Picture Bride

Picture Bride is a heartfelt drama that portrays the frustrations and friendships of the young Japanese women who chose arranged marriages via an exchange of photographs. This particular story focuses on one woman, Riyo, who travels to Hawaii in 1918 to meet her prospective matched mate just after her father has died. Upon her arrival, Riyo is disappointed to find that her future husband used an old photograph and is actually decidedly older than she. He turns out to be forty-three years old, just her father's age at his death. However, this is only the first of many disappointments to confront Riyo. She begins to learn how painful it is to be a worker on a plantation, both physically exhausting and emotionally depleting. She is befriended by another picture bride who is a victim of spousal abuse but has a baby that she cherishes. Together with her new found friend, Kana, Riyo learns to do extra work washing clothes for the white plantation managers. She dreams of earning enough money to journey back to Japan. As her story unfolds, we see her husband's frustrations as well as her own. After the untimely death of Kana, Riyo tries to run away but cannot bring herself to desert the other women who have come to rely on her strength. Slowly she and her husband find ties that bind them and also find love for each other as well.

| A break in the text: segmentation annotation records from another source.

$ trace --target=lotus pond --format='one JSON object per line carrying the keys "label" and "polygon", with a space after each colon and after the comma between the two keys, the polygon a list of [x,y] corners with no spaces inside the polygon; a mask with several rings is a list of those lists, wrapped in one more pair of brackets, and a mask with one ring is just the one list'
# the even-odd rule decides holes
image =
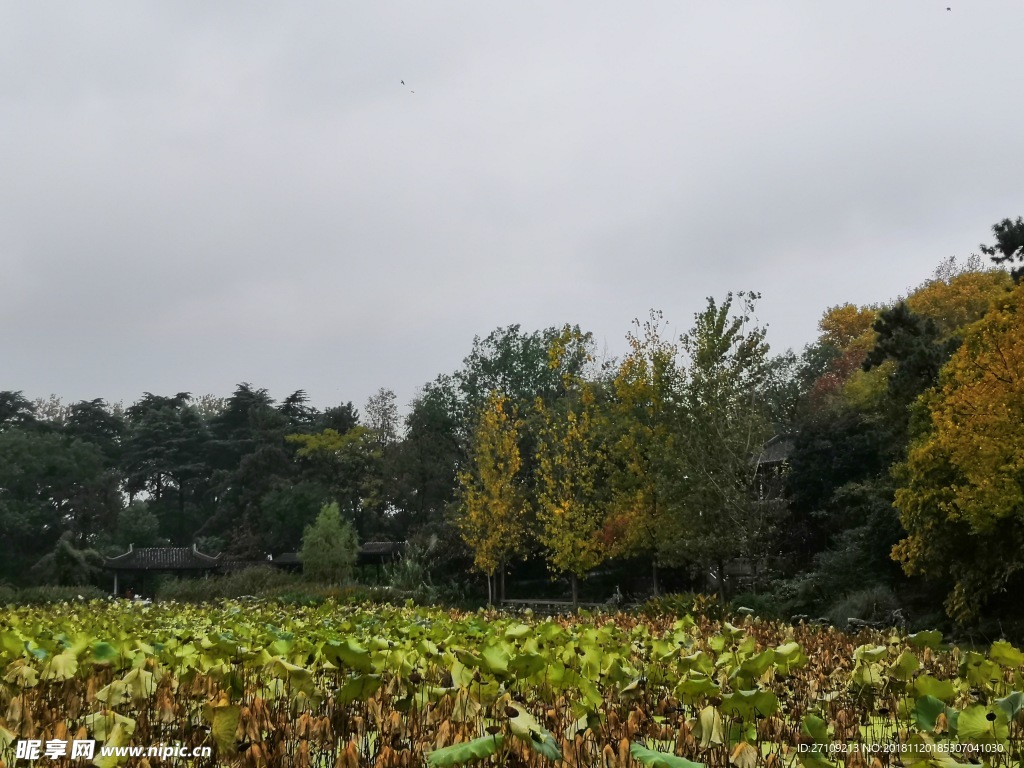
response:
{"label": "lotus pond", "polygon": [[0,668],[2,766],[23,738],[300,768],[1017,766],[1024,749],[1024,653],[934,632],[95,601],[4,608]]}

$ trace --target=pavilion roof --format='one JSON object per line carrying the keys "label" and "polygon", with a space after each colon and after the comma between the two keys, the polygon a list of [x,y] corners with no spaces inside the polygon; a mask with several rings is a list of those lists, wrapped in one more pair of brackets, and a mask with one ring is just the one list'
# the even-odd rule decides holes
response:
{"label": "pavilion roof", "polygon": [[209,570],[221,564],[220,555],[207,555],[191,547],[140,547],[129,545],[117,557],[103,558],[103,567],[115,570]]}

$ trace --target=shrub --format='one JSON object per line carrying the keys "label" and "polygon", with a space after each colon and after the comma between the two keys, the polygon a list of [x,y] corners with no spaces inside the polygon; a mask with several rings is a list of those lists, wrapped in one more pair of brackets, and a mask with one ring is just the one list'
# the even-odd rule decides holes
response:
{"label": "shrub", "polygon": [[157,588],[158,600],[210,602],[221,598],[265,595],[275,589],[294,587],[301,578],[268,565],[257,565],[209,579],[168,579]]}
{"label": "shrub", "polygon": [[722,618],[725,613],[717,595],[705,595],[699,592],[679,592],[652,597],[640,606],[640,612],[651,618],[689,614],[712,620]]}
{"label": "shrub", "polygon": [[846,627],[849,618],[883,622],[899,607],[899,600],[891,589],[876,586],[851,592],[833,603],[825,613],[837,627]]}
{"label": "shrub", "polygon": [[328,504],[302,535],[299,559],[309,579],[328,584],[344,584],[352,578],[359,543],[355,530],[341,519],[338,504]]}
{"label": "shrub", "polygon": [[85,600],[102,600],[108,593],[98,587],[25,587],[0,585],[0,605],[43,605]]}

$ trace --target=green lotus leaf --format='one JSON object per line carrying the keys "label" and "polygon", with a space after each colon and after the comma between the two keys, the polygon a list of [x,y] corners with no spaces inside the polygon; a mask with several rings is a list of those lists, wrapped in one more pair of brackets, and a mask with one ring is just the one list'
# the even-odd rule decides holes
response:
{"label": "green lotus leaf", "polygon": [[57,653],[43,671],[43,680],[71,680],[78,672],[78,658],[71,651]]}
{"label": "green lotus leaf", "polygon": [[755,716],[770,717],[778,711],[778,697],[767,690],[739,690],[722,696],[722,712],[738,715],[743,720]]}
{"label": "green lotus leaf", "polygon": [[347,637],[342,641],[328,640],[324,643],[324,655],[339,667],[344,665],[356,672],[373,672],[374,666],[370,659],[370,651],[359,645],[355,638]]}
{"label": "green lotus leaf", "polygon": [[700,714],[697,715],[697,722],[693,728],[693,735],[702,750],[724,744],[725,721],[722,720],[721,713],[714,707],[705,707],[700,710]]}
{"label": "green lotus leaf", "polygon": [[1024,710],[1024,693],[1014,691],[1009,696],[997,698],[995,706],[1006,712],[1007,716],[1013,720]]}
{"label": "green lotus leaf", "polygon": [[988,657],[1000,667],[1017,669],[1024,666],[1024,653],[1006,640],[996,640],[992,643],[992,649],[988,652]]}
{"label": "green lotus leaf", "polygon": [[671,752],[651,750],[635,741],[630,743],[630,757],[647,768],[705,768],[703,763],[694,763]]}
{"label": "green lotus leaf", "polygon": [[913,681],[913,690],[919,696],[934,696],[943,701],[951,701],[956,688],[948,680],[939,680],[931,675],[922,675]]}
{"label": "green lotus leaf", "polygon": [[340,705],[348,705],[352,701],[366,701],[381,687],[383,679],[380,675],[357,675],[345,681],[335,698]]}
{"label": "green lotus leaf", "polygon": [[465,741],[461,744],[452,744],[440,750],[428,752],[425,757],[427,765],[432,768],[449,768],[449,766],[473,763],[477,760],[485,760],[492,755],[496,755],[505,744],[505,736],[496,733],[493,736],[481,736],[472,741]]}
{"label": "green lotus leaf", "polygon": [[956,735],[961,740],[977,744],[1001,744],[1010,734],[1009,723],[1010,716],[1002,708],[975,705],[968,707],[959,714]]}
{"label": "green lotus leaf", "polygon": [[239,728],[242,708],[238,705],[206,705],[203,717],[210,724],[210,733],[219,755],[233,755],[237,748],[234,732]]}
{"label": "green lotus leaf", "polygon": [[942,699],[936,698],[935,696],[922,696],[914,701],[913,710],[910,714],[914,725],[927,733],[934,733],[939,722],[939,716],[945,715],[945,735],[953,736],[956,734],[956,724],[959,719],[959,713],[956,710],[947,707],[945,701]]}
{"label": "green lotus leaf", "polygon": [[548,760],[562,759],[562,751],[559,749],[558,742],[555,741],[555,737],[538,722],[537,718],[520,706],[510,707],[507,714],[509,728],[513,736],[529,744],[534,752],[543,755]]}

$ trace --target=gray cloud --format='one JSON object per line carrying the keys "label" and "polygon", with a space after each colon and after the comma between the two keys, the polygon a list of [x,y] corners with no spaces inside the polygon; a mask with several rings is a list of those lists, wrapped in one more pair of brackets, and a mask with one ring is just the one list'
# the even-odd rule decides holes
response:
{"label": "gray cloud", "polygon": [[[0,5],[3,382],[402,399],[474,334],[777,347],[1024,213],[1024,6]],[[406,86],[399,84],[406,81]],[[411,91],[416,91],[412,93]]]}

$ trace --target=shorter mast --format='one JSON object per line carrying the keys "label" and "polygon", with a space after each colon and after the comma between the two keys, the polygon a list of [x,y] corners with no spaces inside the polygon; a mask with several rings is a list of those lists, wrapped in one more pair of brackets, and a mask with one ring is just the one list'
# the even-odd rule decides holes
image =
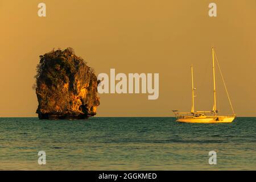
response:
{"label": "shorter mast", "polygon": [[215,86],[215,69],[214,69],[214,50],[213,47],[212,48],[212,69],[213,73],[213,108],[212,111],[214,113],[214,115],[217,114],[217,106],[216,106],[216,89]]}
{"label": "shorter mast", "polygon": [[195,104],[194,104],[194,82],[193,78],[193,66],[191,65],[191,80],[192,80],[192,105],[191,107],[191,113],[195,113]]}

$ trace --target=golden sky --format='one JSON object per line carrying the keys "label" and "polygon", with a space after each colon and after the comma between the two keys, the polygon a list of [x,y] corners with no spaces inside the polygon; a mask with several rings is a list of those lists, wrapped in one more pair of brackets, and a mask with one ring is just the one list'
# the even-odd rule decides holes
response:
{"label": "golden sky", "polygon": [[[208,15],[213,2],[217,17]],[[46,17],[38,16],[40,2]],[[255,0],[0,0],[0,117],[36,117],[39,56],[67,47],[97,74],[159,73],[158,100],[100,94],[97,116],[189,111],[191,64],[196,109],[210,110],[212,46],[235,112],[256,116]],[[218,76],[217,107],[231,114],[221,81]]]}

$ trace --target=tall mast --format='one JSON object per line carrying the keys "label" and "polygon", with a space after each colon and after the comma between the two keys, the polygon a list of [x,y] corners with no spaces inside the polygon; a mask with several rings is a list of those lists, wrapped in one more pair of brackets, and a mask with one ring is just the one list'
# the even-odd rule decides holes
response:
{"label": "tall mast", "polygon": [[191,65],[191,80],[192,80],[192,105],[191,107],[191,113],[195,113],[195,106],[194,106],[194,82],[193,78],[193,66]]}
{"label": "tall mast", "polygon": [[213,72],[213,98],[214,98],[214,105],[213,108],[213,111],[214,114],[217,114],[217,107],[216,107],[216,89],[215,86],[215,69],[214,69],[214,50],[213,47],[212,48],[212,69]]}

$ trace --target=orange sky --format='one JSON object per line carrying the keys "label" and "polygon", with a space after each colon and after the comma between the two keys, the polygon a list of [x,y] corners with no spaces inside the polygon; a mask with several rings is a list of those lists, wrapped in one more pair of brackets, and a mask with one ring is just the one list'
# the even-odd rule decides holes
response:
{"label": "orange sky", "polygon": [[[44,2],[47,16],[38,16]],[[214,2],[217,17],[208,16]],[[97,116],[173,116],[213,104],[212,46],[238,116],[256,116],[255,0],[0,0],[0,117],[36,117],[32,85],[39,56],[74,48],[97,74],[159,73],[159,97],[101,94]],[[218,74],[218,73],[217,73]],[[220,77],[217,106],[230,113]]]}

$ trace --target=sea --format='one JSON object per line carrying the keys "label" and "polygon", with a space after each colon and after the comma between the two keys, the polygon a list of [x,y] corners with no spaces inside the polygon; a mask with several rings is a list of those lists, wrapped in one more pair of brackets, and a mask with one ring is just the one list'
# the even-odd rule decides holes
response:
{"label": "sea", "polygon": [[256,118],[0,118],[0,170],[255,169]]}

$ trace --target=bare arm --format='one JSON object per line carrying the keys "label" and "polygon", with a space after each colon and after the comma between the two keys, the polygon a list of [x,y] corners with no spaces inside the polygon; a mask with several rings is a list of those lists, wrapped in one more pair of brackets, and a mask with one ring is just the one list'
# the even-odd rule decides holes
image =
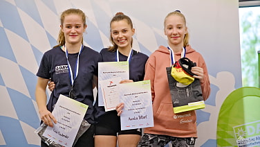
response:
{"label": "bare arm", "polygon": [[53,127],[53,123],[52,121],[53,121],[55,123],[56,123],[57,121],[51,112],[47,110],[46,107],[47,95],[46,89],[48,83],[48,79],[38,78],[35,89],[35,98],[41,119],[45,124]]}

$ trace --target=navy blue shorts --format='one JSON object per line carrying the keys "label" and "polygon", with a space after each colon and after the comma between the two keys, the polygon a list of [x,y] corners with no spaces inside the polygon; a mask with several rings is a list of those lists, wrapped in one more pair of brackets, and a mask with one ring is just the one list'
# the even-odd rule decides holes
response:
{"label": "navy blue shorts", "polygon": [[142,135],[142,130],[131,129],[121,130],[120,117],[118,116],[118,112],[113,110],[100,116],[99,122],[95,126],[95,135]]}

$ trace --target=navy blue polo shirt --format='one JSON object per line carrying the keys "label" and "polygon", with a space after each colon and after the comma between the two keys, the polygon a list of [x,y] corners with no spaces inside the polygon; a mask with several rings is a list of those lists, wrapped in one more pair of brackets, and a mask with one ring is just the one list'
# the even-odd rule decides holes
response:
{"label": "navy blue polo shirt", "polygon": [[[72,68],[75,68],[77,58],[77,53],[68,55]],[[79,57],[79,71],[74,81],[75,100],[89,105],[84,119],[89,123],[94,123],[92,80],[94,75],[98,76],[98,62],[100,61],[102,58],[98,52],[84,46]],[[71,87],[65,52],[60,47],[46,51],[41,58],[37,76],[46,79],[51,78],[55,83],[55,88],[47,105],[48,110],[52,112],[59,94],[68,96]]]}

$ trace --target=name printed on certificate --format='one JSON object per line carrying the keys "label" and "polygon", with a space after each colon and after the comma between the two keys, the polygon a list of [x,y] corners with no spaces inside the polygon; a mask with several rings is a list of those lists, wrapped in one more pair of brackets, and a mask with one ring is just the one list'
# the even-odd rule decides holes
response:
{"label": "name printed on certificate", "polygon": [[43,135],[64,146],[72,146],[89,106],[59,95],[53,114],[57,123],[48,126]]}
{"label": "name printed on certificate", "polygon": [[121,130],[154,126],[150,80],[120,84],[120,102],[124,103]]}
{"label": "name printed on certificate", "polygon": [[[129,79],[128,61],[98,62],[98,92],[101,92],[100,81],[121,77],[122,80]],[[103,96],[98,92],[98,106],[104,106]]]}
{"label": "name printed on certificate", "polygon": [[121,80],[121,77],[117,77],[100,81],[106,112],[115,110],[119,103],[118,85]]}

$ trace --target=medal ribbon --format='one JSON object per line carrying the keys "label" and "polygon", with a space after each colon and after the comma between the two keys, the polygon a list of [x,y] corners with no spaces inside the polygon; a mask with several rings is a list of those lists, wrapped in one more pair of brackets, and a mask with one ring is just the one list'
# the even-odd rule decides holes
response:
{"label": "medal ribbon", "polygon": [[[115,60],[116,60],[116,62],[119,62],[119,53],[118,53],[118,49],[116,50],[116,57],[115,57]],[[127,60],[129,63],[130,63],[130,61],[132,58],[132,55],[133,55],[133,49],[131,49],[131,51],[129,52],[129,55],[128,55],[128,57],[127,57]]]}
{"label": "medal ribbon", "polygon": [[[174,53],[170,47],[168,46],[167,48],[168,48],[168,50],[170,52],[169,57],[171,58],[171,65],[173,65],[175,63]],[[184,57],[185,57],[185,55],[186,55],[186,49],[185,47],[183,47],[183,52],[181,52],[180,58],[184,58]]]}
{"label": "medal ribbon", "polygon": [[67,50],[67,48],[66,47],[66,46],[64,45],[65,51],[66,51],[66,58],[67,58],[67,62],[68,62],[68,74],[69,74],[69,76],[70,76],[70,81],[71,81],[71,84],[72,87],[73,86],[74,80],[77,78],[77,74],[78,74],[78,71],[79,71],[79,59],[80,59],[80,53],[81,53],[81,52],[83,49],[83,46],[84,46],[82,44],[79,54],[77,55],[76,64],[75,64],[75,71],[74,71],[75,72],[74,72],[74,78],[73,78],[73,73],[72,72],[71,64],[70,64],[68,60],[68,50]]}

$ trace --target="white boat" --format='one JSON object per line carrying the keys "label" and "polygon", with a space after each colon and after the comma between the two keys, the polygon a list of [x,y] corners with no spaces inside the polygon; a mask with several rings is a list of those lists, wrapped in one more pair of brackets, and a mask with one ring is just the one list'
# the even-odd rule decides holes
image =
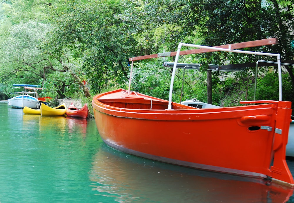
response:
{"label": "white boat", "polygon": [[8,104],[11,107],[23,109],[25,107],[27,107],[31,109],[37,109],[39,107],[39,100],[37,99],[38,90],[42,89],[39,86],[17,84],[13,85],[18,86],[14,88],[22,88],[24,91],[14,92],[17,96],[10,99]]}

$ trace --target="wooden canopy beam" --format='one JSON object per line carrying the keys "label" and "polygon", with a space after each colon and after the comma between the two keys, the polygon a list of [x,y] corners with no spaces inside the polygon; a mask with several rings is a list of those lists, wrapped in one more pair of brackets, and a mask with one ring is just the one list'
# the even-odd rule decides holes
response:
{"label": "wooden canopy beam", "polygon": [[[260,46],[267,45],[271,45],[275,44],[278,43],[278,38],[270,38],[269,39],[260,39],[254,41],[250,41],[244,42],[239,42],[235,43],[230,44],[226,44],[219,46],[216,46],[214,47],[223,48],[223,49],[236,49],[248,47],[254,47],[255,46]],[[189,54],[200,54],[205,53],[207,52],[212,52],[216,51],[215,50],[207,49],[201,48],[190,50],[185,50],[181,51],[180,52],[180,55],[186,55]],[[129,59],[130,61],[138,61],[148,59],[153,59],[158,57],[163,56],[176,56],[177,54],[176,51],[172,52],[166,52],[160,54],[151,54],[150,55],[145,55],[140,56],[136,56],[130,58]]]}

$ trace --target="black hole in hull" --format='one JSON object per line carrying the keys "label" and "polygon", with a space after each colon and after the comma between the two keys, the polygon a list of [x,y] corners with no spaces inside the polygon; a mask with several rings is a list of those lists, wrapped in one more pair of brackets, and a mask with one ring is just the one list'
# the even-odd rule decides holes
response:
{"label": "black hole in hull", "polygon": [[248,129],[249,130],[257,130],[260,129],[260,127],[259,126],[250,126],[248,128]]}

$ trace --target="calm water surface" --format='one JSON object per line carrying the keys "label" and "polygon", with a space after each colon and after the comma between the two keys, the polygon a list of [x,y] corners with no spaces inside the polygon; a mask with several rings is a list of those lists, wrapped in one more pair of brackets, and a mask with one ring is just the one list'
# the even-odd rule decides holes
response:
{"label": "calm water surface", "polygon": [[292,190],[263,180],[112,149],[93,119],[25,115],[6,104],[0,112],[1,203],[294,202]]}

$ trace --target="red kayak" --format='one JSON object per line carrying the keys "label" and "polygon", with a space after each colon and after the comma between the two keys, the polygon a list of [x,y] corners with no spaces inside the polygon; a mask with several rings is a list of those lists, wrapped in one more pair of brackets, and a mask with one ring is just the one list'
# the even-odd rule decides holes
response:
{"label": "red kayak", "polygon": [[72,102],[71,104],[68,108],[66,109],[66,115],[68,116],[76,118],[87,118],[88,117],[88,107],[86,104],[81,109],[76,108]]}

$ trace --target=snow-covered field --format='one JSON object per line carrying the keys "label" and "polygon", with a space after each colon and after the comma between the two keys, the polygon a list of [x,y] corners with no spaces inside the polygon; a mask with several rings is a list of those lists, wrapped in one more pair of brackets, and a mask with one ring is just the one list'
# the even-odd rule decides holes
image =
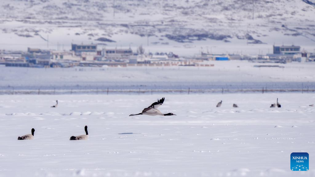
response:
{"label": "snow-covered field", "polygon": [[[160,110],[177,116],[129,116],[163,96]],[[282,107],[269,108],[277,97]],[[1,95],[0,176],[314,176],[314,99]],[[57,99],[59,107],[50,107]],[[69,140],[86,125],[88,140]],[[33,140],[17,140],[32,128]],[[291,171],[290,154],[301,152],[309,154],[310,170]]]}
{"label": "snow-covered field", "polygon": [[[315,89],[315,63],[261,64],[247,61],[210,61],[214,66],[35,68],[0,66],[0,91],[93,89]],[[258,68],[256,65],[284,68]],[[238,67],[239,66],[239,67]]]}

  • Starring: Youki Kudoh, Akira Tomito and Tamlyn Tomita
  • Director(s): Kayo Hatta
  • Producer(s): Thousand Cranes Filmworks
  • Screenwriter(s): Kayo Hatta
  • Distributor: Miramax Films
  • Release Date: Tuesday, February 28, 1995

Featured Animal Action

Animal action in the film is very mild consisting of horses, a centipede, a hawk and donkeys pulling carts. The most dramatic scene is one in which the plantation managers and workers prepare the cane fields for burning. As the fire is sweeping across the fields, Riyo's friend, Kana, realizes that her baby has wandered into the path of the flames. As Kana runs into the encompassing fire, we see a close up of one of the plantation bosses on horseback as he looks on helplessly. The scene was shot in cuts and the horse was over twenty yards from the fire which was controlled by a firecrew and fire bars. The scene was filmed with a long lens which makes the animal and the people appear to be closer to the flames than in actuality. In other scenes where the foremen are seen on horseback, the riding is very mild. In an earlier scene, when the Japanese women break for lunch in the fields, we see them jump at the sight of a centipede and supposedly crush it underfoot. This scene was also shot in cuts. First we see the centipede crawling along the ground, then see a close up of the actor jumping, and finally we see a wider shot of someone stepping on the insect. We never actually see the insect being crushed. Later in the film, there is a scene when the women are walking home from having delivered some laundry and we see a shot of a hawk circling in the sky. This was a pick-up shot, filmed on location in the bird's natural habitat. The American Humane Association was not on the set during filming, but had conferred with the producer before, during and after principle photography.